As mentioned above, preloaded files remain cached in opcache memory forever. Modification of their corresponding source files won’t make effect without another server restart. All functions and most classes defined in these files will be permanently loaded into PHP’s function and class tables and become permanently available in the context of any future request. During preloading, PHP also resolves class dependencies and links with parent, interfaces and traits. It also removes unnecessary includes and performs some other optimizations.

 

Preloading Limitation

Only classes without unresolved parent, interfaces, traits and constant values may be preloaded. If a class doesn’t satisfy to this condition, it’s stored in opcache SHM as a part of corresponding PHP script in the same way as without preloading. Also, only top-level entities that are not nested within control structures (e.g. if()…) may be preloaded.

 

Implementation Details

Preloading is implemented as a part of the opcache on top of another (already committed) patch that introduces “immutable” classes and functions. They assume that immutable part is stored in shared memory once (for all processes) and never copied to process memory, but variable part is specific for each process.

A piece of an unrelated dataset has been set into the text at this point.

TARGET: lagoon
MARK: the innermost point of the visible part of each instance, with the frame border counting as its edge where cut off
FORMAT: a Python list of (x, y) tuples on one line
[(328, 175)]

The patch introduced the MAP_PTR pointer data structure, that allows pointers from SHM to process.

 

Backward Incompatible Changes

Preloading does not affect any functionality unless it is explicitly used. However, if used, it may break some application behavior, because preloaded classes and functions are always available, and function_exists() or class_exists() checks would return TRUE, preventing execution of expected code paths. As mentioned above, incorrect usage on a server with more than one app could also result in failures. As different apps (or different versions of the same app) may have the same class/function names in different files, if one version of the class is preloaded – it will prevent loading of any other version of that class defined in a different file.

 

Proposed PHP Version(s)

PHP 7.4

php.ini Defaults

  • opcache.preload – specifies a PHP script that is going to be compiled and executed at server start-up.

Performance

Using preloading without any code modification I got ~30% speed-up on ZF1_HelloWorld (3620 req/sec vs 2650 req/sec) and ~50% on ZF2Test (1300 req/sec vs 670 req/sec) reference applications. However, real world gains will depend on the ratio between the bootstrap overhead of the code and the runtime of the code, and will likely be lower. This will likely provide the most noticeable gains with requests with short very runtimes, such as microservices.